Die Wahrheit über Gottes Vorsehung sagt uns aber etwas anderes. Einerseits bedeutet seine Fürsorge nicht nur, dass er alle Dinge lenkt und regiert, sondern auch, dass er die Dinge erhält. Hebräer 1,3 offenbart, dass Gott durch seinen Sohn „alle Dinge durch das Wort seiner Macht trägt“. Gott hat nicht allein alle Dinge erschaffen, er erhält sie auch (Neh 9,6). Würde Gott sein erhaltendes Wirken im Hinblick auf die Welt beenden, so habe ich es kürzlich auch meinen Kindern gesagt, würde alles – inklusive uns selbst – sofort ins Nichts verschwinden. Wir sind in jedem Augenblick völlig davon abhängig, dass Gott seine Schöpfung weiter erhält. Das Universum besteht nicht aus seiner eigenen Kraft heraus.

Aus Gottes erhaltender Vorsehung schließen wir wohl zu Recht, dass Gott in gewisser Hinsicht alles in seiner Schöpfung für wichtig hält, auch das, was wir für unbedeutend und gewöhnlich halten. Die Tatsache, dass Gott auch unser ganz normales Leben erhält, bedeutet, dass er auch in diesen Dingen einen Wert sieht. Der Wert kommt allerdings nicht von uns, sondern liegt darin, dass Gott alle Dinge wirkt zu unserem Besten und seiner Herrlichkeit, indem er alles nach seinem allmächtigen Plan zusammenfügt (Jes 43,6-7; Röm 8,28). So wird es auch in Römer 11,36 ausgedrückt: „Denn von ihm und durch ihn und zu ihm sind alle Dinge; ihm sei Ehre von Ewigkeit zu Ewigkeit! Amen.“

Gottes Re­gie­rung und Erhaltung wirkt sich also auch in den relativ kleinen Dingen des Lebens aus. Dann hätte das auch eine Bedeutung für unsere Ent­schei­dung, Huhn oder Fisch zu Mittag zu essen; oder welche Blumen wir in den Vorgarten pflanzen; oder ob wir Fußball dem Handball vorziehen; oder ob wir lieber auf der Landstraße oder auf der Autobahn zu unserem Ziel fahren, wie lang wir unsere Haare abschneiden lassen oder welchen Sport unsere Tochter ausübt. Alles ist in letzter Instanz von Gott regiert und hat irgendeinen Platz in seinem Plan. Diese Wahrheit hat nicht das Ziel uns zu lähmen. Wir werden Gottes Reich nicht aus der Bahn werfen, wenn wir Huhn lieber essen als Fisch. Tatsächlich ist eine Entscheidung, in denen beide Wege gleichwertig sind, selber gleichgültig. Es ist in sich weder sündig noch gerecht Huhn oder Fisch zu essen. Allerdings kann eine Wahl in diesen anscheinend unbedeutenden Dingen trotzdem eine Auswirkung für das Reich Gottes haben, die wir nicht übersehen.

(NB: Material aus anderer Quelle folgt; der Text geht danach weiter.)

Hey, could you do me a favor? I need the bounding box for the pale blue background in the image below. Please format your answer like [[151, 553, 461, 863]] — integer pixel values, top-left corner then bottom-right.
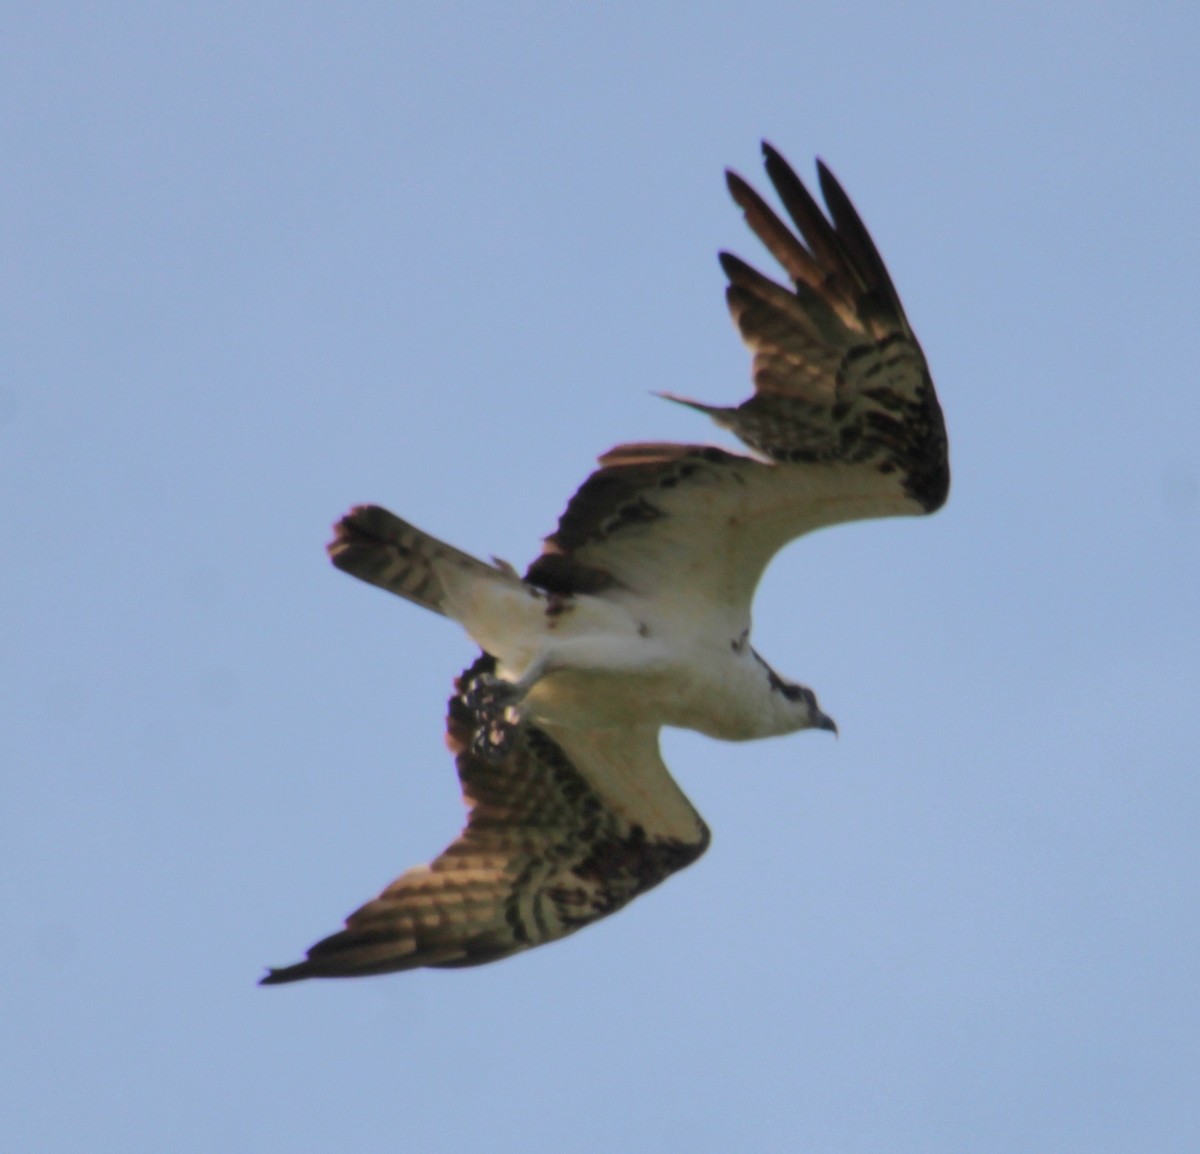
[[3, 4, 1197, 1151]]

Gottes Vorsehung ist Realität in unserem Alltag, weil er alle und nicht nur manche Dinge nach seinem Ratschluss wirkt.

Gottes Vorsehung ist in vieler Hinsicht eine Realität unseres Alltags. Die Bibel offenbart uns nicht den Gott des Deismus, der meistens uninteressiert und unbeteiligt gegenüber seiner Schöpfung ist. Die Schrift stellt uns den einen wahren Gott vor, der nahe ist (Jer 23,23-24) und das nicht nur in dem Sinn, dass er überall in seiner Schöpfung gegenwärtig ist, sondern in den Ereignissen innerhalb seiner Schöpfung und den Entscheidungen seiner Geschöpfe. Er bleibt unterschieden von diesen Dingen, aber seine Hand hält doch zugleich alle Dinge und lenkt sie, indem er eben alle und nicht nur einige Dinge wirkt gemäß dem Ratschluss seines Willens (Eph 1,11).

Gottes Vorsehung in außerordentlichen Dingen

Es ist klar, dass unsere anscheinend unbedeutenden Ent­schei­dungen Gottes Plan nicht aus der Bahn werfen. Wie aber ist es mit größeren und folgenreicheren Entscheidungen und Taten? Natürlich werden die Gottes Plan ebenso wenig ruinieren können, weil er die außerordentlichen Dinge – also solche Ereignisse, die einen deutlicheren Effekt auf die Weltgeschichte und die Ausbreitung des Reiches Gottes haben – ebenso regiert, wie die täglichen Dinge des Alltags. Wir könnten mit Recht sagen, dass Gott, weil er die alltäglichen Dinge regiert, auch die außergewöhnlichen Ereignisse lenken muss.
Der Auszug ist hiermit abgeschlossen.